Roman, our cowboy in the ruff, is immediately drawn to a mustang that is uncontrollable, volatile, and reckless. The mustang is trapped in a small, confined space, desperate for its freedom. Roman takes a liking or sympathy to the animal, maybe because he sees a bit of himself in the creature. During his time with his horse, who he later names Marcus, Roman learns trust and patience. But more importantly, he learns how to smile again, because Marcus gives him purpose and passion.


“What a business,” laughs the director of the program, as he watches Roman learn to control the flailing mustang.


Amidst the repetitive drudgery of prison life and vast barren fields are scenes filled with tension and chaos. In these moments, the film is loud and sometimes haunting. Theyshed light on the pain and fear of caged animals—mustangs and men alike.


One of the counselors asks the prisoners in a classroom therapy session, “How long between the thought of the crime and the actual crime?”

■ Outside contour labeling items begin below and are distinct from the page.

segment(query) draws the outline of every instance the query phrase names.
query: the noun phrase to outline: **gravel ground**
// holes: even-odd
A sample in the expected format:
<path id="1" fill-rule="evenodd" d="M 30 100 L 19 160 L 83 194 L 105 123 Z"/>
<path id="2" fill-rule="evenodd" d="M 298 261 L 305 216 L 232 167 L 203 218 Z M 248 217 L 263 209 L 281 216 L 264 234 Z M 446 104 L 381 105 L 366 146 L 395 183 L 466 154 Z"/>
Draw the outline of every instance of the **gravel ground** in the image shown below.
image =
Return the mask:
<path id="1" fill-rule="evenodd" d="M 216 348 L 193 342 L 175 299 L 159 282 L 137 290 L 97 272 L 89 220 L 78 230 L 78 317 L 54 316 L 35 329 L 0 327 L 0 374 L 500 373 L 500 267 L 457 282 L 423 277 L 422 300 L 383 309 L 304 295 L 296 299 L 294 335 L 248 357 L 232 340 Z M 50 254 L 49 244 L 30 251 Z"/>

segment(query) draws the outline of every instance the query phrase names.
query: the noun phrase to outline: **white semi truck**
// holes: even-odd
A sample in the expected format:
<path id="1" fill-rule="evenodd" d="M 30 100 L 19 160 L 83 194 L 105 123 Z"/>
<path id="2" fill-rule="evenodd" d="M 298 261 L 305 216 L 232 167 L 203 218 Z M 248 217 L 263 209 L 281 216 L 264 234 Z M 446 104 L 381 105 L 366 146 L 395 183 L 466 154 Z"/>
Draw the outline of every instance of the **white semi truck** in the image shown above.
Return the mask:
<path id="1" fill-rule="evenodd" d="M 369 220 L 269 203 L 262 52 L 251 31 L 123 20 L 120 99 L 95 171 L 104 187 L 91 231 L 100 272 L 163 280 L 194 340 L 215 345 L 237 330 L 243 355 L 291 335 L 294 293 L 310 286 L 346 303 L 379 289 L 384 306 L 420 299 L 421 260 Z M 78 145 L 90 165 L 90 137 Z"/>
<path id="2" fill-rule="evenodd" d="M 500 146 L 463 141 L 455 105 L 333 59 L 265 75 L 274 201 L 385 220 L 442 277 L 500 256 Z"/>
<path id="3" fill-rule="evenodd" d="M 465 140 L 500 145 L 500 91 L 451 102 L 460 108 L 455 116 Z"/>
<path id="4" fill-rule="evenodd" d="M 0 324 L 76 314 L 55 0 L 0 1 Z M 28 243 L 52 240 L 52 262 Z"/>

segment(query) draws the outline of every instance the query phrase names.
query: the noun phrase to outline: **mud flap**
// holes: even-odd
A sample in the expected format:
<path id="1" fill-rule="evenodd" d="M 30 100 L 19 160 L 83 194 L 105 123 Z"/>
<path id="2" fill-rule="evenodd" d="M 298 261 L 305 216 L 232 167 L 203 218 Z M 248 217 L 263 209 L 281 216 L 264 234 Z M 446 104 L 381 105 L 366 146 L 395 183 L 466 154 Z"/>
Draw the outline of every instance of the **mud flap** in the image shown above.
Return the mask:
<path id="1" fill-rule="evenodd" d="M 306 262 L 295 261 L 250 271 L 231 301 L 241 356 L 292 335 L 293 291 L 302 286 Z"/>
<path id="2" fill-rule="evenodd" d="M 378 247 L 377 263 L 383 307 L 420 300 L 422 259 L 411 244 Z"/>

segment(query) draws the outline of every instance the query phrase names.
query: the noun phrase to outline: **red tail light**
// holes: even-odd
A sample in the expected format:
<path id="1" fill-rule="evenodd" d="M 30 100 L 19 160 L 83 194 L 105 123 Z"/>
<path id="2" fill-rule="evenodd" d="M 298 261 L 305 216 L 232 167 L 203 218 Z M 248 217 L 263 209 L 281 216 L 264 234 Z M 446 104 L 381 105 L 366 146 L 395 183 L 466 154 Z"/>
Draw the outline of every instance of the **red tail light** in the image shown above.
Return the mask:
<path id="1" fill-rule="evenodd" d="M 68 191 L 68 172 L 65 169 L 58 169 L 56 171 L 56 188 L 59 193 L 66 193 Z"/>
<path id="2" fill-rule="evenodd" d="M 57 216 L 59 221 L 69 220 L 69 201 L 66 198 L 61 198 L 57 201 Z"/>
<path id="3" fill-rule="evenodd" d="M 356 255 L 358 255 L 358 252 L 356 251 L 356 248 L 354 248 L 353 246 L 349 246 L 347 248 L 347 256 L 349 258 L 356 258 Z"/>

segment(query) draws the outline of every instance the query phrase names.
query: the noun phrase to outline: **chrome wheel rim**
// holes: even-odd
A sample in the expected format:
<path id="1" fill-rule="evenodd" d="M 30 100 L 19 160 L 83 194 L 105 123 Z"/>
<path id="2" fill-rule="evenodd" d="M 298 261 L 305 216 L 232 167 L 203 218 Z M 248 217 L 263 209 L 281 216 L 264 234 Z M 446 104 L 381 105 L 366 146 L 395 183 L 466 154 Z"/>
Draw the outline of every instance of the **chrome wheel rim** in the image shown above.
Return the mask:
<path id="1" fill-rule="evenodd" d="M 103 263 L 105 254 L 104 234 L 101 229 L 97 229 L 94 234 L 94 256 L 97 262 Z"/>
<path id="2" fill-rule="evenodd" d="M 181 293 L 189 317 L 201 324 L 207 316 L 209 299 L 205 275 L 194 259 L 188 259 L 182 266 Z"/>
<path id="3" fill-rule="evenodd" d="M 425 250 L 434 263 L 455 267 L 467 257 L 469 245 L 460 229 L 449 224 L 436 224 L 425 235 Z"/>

The answer was within seconds.


The horses teach these men patience and self-control. When Roman is handed a new uniform— a pair of jeans and jean jacket to replace his everyday orange suit—he is literally handed dignity and respect.


Roman’s daughter once told him he couldn’t take care of anything, but Roman learns to care for Marcus in a way he never thought he could. They both learn to depend on one another and this brings to the film a heartening assurance.


In the end though, Roman realizes they’re both caged and confined. The only difference is one can save the other.